# Johannis? NOt sure can someone verify for me please?



## slyons93 (Aug 2, 2012)

So i have what i thought was 2 Johannis, but after some discussion and reading alot of peoples post about them not really having what they thought they had... I started to question some of my fish. I was pretty sure i had Johannis but they look different from what I have researched. Please tell me what you think. I got them when they were 1.5-2" they are about 4-5" now. *** had them for about 2 years. I had three but one passed about 6 months after getting them.


by slyons93, on Flickr
Fish 1


by slyons93, on Flickr
Fish 2


by slyons93, on Flickr
Another view of Fish 2


----------



## Fogelhund (Dec 3, 2002)

The top one could be a female Pseudotropheus cyanaeorhabdos. (Electric Blue Johanni)

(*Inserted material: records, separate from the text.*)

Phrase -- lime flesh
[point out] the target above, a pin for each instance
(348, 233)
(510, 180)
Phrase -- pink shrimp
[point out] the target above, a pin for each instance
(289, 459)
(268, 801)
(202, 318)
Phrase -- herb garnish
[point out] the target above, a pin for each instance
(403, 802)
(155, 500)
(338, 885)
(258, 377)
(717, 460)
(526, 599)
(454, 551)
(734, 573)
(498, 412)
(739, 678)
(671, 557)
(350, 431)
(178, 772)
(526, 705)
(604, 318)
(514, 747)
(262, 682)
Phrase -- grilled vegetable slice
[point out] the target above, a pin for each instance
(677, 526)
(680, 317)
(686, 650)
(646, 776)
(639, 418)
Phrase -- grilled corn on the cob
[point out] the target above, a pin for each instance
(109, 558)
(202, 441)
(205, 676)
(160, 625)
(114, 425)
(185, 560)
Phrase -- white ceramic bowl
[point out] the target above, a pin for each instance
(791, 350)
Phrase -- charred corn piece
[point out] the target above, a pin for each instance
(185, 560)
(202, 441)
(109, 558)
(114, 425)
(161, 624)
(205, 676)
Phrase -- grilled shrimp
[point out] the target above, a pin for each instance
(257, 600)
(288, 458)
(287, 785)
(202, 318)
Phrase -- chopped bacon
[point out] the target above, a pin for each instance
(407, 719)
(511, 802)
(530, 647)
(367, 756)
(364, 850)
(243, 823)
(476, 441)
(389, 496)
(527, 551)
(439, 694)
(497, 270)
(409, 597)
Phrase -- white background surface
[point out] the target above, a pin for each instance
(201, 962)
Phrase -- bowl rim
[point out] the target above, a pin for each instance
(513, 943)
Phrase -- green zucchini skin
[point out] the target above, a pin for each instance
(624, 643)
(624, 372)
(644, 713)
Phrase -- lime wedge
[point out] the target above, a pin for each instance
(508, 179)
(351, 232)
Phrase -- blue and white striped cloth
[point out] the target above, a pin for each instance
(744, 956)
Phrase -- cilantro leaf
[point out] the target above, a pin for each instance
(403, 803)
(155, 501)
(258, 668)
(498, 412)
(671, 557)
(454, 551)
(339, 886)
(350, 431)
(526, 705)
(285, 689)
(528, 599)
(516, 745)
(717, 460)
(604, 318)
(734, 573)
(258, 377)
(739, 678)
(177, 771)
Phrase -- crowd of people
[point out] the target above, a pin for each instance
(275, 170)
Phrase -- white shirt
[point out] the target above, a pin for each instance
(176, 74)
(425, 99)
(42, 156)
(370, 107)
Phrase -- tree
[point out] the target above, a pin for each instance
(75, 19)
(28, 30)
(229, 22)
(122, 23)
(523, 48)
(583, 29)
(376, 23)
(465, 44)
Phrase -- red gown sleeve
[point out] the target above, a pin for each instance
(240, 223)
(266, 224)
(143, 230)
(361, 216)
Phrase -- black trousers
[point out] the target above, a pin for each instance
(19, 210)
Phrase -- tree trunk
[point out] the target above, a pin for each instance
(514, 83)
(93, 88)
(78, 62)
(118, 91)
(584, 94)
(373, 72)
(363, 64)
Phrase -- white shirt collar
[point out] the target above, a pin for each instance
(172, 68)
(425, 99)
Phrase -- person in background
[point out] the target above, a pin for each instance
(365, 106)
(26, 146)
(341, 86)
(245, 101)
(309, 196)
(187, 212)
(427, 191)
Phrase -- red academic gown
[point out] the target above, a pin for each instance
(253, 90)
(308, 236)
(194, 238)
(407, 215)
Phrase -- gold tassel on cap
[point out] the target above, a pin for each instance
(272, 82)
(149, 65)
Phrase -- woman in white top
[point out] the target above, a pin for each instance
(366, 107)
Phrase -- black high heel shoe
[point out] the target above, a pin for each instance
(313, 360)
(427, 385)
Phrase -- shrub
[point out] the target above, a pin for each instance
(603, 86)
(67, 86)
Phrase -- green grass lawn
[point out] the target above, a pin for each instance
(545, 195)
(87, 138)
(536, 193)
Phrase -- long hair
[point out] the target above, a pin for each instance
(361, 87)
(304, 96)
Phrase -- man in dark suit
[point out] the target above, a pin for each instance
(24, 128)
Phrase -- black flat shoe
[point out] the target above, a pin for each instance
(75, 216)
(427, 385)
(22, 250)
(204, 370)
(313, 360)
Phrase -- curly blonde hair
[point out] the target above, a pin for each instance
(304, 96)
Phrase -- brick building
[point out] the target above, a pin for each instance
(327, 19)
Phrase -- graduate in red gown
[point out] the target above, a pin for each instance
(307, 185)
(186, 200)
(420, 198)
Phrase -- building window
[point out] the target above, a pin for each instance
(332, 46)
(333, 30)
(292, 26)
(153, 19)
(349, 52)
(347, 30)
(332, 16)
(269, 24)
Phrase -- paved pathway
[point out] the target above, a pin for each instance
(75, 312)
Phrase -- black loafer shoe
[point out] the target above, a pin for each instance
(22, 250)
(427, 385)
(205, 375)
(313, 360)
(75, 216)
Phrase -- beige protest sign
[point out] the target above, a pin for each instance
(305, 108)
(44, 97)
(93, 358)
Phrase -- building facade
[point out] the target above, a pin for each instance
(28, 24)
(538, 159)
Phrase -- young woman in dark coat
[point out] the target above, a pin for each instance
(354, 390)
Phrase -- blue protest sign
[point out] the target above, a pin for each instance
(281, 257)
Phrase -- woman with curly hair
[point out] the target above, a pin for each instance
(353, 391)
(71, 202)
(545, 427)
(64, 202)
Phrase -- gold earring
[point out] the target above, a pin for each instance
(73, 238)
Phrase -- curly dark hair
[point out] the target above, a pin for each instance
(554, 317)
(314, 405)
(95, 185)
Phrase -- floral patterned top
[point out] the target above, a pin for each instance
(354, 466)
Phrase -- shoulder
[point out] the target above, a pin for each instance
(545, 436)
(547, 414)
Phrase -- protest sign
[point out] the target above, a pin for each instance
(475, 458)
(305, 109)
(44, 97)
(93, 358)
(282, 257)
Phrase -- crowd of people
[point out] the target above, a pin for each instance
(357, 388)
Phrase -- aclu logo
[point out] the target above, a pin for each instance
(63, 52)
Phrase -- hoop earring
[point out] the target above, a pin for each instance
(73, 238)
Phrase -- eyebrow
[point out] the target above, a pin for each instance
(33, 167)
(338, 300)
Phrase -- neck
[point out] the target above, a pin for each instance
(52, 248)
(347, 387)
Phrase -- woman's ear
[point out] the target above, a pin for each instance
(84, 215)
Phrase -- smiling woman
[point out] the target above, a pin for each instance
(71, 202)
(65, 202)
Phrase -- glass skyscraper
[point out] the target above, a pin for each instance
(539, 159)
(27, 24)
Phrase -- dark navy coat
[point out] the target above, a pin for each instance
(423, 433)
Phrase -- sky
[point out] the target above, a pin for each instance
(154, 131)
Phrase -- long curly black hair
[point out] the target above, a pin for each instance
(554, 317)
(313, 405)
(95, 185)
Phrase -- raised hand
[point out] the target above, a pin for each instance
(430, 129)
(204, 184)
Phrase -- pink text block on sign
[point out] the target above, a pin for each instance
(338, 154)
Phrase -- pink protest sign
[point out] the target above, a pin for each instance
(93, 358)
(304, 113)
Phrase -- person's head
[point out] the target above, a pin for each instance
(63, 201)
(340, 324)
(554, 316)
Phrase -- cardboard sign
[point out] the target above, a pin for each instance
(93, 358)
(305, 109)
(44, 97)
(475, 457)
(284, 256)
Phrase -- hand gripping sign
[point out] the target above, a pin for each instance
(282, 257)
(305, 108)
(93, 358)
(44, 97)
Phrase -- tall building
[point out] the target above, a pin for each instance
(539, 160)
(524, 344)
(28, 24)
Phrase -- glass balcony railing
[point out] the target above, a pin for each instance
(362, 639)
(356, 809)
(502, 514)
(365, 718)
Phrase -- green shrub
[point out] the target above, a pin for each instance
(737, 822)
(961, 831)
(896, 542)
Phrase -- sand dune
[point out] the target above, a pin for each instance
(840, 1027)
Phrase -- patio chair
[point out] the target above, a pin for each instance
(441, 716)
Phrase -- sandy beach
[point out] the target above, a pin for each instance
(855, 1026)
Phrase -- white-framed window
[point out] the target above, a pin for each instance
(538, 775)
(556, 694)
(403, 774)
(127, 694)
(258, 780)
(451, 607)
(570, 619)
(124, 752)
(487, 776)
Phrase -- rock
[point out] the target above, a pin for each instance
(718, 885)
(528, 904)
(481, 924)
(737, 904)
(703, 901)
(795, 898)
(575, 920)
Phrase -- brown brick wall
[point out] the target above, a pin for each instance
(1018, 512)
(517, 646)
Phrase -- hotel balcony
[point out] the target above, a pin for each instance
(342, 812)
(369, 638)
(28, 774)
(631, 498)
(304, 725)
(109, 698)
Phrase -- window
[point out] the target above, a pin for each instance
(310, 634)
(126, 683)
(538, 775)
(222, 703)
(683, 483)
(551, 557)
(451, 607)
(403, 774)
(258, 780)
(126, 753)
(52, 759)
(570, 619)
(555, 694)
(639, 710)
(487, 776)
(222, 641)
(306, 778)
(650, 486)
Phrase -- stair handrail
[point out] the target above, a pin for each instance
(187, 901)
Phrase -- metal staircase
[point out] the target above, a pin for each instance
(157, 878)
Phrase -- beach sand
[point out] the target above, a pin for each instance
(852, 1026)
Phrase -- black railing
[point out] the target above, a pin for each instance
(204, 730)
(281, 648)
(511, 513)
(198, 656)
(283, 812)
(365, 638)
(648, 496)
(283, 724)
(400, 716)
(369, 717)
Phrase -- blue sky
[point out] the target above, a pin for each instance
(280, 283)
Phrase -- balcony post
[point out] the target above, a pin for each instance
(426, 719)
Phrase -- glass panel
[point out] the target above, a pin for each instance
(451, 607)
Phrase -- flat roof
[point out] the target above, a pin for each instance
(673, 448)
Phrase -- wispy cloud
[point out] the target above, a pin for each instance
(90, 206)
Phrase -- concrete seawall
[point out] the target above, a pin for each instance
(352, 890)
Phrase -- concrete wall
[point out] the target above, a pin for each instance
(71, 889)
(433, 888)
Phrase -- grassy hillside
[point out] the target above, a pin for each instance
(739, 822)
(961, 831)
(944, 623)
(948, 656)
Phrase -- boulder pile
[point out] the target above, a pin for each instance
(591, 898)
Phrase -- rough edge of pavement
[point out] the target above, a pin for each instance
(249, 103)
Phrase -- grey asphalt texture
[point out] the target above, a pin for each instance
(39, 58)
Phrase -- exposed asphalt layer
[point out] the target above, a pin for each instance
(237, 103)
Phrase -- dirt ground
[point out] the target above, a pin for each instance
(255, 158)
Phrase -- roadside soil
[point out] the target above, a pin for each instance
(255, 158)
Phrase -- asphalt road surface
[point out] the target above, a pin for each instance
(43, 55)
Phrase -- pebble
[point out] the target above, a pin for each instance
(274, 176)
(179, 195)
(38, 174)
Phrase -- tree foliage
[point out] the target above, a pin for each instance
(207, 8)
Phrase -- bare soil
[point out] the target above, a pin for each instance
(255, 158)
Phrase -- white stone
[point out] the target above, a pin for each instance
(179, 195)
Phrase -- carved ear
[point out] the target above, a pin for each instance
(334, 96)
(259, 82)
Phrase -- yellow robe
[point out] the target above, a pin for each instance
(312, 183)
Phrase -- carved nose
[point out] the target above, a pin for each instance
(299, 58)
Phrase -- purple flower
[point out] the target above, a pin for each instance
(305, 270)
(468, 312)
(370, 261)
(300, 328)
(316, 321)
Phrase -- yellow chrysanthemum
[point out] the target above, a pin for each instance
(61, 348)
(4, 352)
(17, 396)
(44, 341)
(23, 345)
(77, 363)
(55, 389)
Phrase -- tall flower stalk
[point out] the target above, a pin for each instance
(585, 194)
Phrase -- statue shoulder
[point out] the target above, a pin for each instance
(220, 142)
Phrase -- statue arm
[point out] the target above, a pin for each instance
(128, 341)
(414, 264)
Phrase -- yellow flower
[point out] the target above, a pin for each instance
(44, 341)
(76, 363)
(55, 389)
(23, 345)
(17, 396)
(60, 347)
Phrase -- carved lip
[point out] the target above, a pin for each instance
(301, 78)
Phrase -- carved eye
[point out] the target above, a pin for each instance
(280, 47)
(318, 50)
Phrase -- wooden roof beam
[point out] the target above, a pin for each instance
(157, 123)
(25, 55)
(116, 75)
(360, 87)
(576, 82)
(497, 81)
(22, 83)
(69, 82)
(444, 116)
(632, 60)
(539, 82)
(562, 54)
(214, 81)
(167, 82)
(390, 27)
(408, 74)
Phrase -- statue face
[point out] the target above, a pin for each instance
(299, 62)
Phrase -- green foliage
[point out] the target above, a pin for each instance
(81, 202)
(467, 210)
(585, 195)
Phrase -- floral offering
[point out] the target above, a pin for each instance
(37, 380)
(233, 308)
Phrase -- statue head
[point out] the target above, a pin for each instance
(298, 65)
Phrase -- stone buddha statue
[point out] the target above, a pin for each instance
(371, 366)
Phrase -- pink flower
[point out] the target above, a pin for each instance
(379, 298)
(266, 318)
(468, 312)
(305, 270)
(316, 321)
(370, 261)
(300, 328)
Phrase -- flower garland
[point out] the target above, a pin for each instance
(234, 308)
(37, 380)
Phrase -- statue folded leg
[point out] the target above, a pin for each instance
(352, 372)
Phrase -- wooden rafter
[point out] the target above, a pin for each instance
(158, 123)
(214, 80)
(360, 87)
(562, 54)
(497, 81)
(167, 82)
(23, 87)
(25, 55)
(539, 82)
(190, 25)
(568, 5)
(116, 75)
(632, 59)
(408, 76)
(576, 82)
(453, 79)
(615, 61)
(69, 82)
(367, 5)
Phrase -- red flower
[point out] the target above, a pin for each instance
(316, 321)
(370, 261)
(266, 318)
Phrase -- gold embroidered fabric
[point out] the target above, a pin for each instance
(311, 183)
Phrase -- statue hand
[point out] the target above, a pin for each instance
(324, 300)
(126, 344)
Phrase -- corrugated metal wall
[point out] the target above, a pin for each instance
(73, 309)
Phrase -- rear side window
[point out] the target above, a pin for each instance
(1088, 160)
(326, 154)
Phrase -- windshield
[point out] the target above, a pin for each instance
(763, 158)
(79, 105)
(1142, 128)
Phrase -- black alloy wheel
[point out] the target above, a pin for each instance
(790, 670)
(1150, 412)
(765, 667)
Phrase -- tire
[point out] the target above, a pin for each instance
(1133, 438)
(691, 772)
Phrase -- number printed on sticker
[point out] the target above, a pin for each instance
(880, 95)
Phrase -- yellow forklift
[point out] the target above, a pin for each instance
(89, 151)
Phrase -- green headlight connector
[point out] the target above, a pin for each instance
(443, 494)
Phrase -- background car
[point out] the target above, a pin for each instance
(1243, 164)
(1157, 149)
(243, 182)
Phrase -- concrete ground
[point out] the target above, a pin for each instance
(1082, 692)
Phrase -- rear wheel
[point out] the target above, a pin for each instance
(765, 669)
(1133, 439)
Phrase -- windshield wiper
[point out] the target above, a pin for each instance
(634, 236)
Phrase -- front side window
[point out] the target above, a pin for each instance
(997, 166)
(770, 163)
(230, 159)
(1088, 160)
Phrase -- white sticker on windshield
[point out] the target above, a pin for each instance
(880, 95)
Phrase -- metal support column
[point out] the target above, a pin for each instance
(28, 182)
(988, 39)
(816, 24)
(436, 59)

The bottom one is a hybrid in all probability. The female shows the correct horizontal barring, she is a good specimen. The male also has vertical barring, and broken up bars, markings typically only seen on hybrids.


----------



## slyons93 (Aug 2, 2012)

i thought as well that the top was a female but was pointed out to me that females are yellow, not a blue. So thats why i was so confused. So a male johanni and a possible hybrid.


----------



## Fogelhund (Dec 3, 2002)

slyons93 said:


> i thought as well that the top was a female but was pointed out to me that females are yellow, not a blue. So thats why i was so confused. So a male johanni and a possible hybrid.


So what you are saying is that you are not certain if the top one is a male or female? What made you think it was a female?


----------



## slyons93 (Aug 2, 2012)

yes i thought the top one was a female at first because of the size difference and the difference in markings. the 2nd and 3rd photos, the fish is larger and has more defined stripes instead of lines. so i assumed (stupid me) that was the difference in males and females. so now i am to believe that they are not male and female but instead are male johanni and a non-johanni if you will.....


----------



## Fogelhund (Dec 3, 2002)

If you have had the top fish since it was small, say 1" or less, we can conclude what it is.

Pseudotropheus cyaneorhabdos are born blue, both the males and females. They stay blue.

Pseudotropheus johanni are born yellow. Males turn blue.

Mature males are impossible to differentiate. Mature females are easy to differentiate.


----------



## slyons93 (Aug 2, 2012)

well they were about 2.5" when i got them and they were both blue. doesnt really help huh? lol


----------



## Fogelhund (Dec 3, 2002)

slyons93 said:


> well they were about 2.5" when i got them and they were both blue. doesnt really help huh? lol


No it doesn't help. If the fish is male, you'll never have a positive ID.


----------



## slyons93 (Aug 2, 2012)

well thanks for trying anyways


----------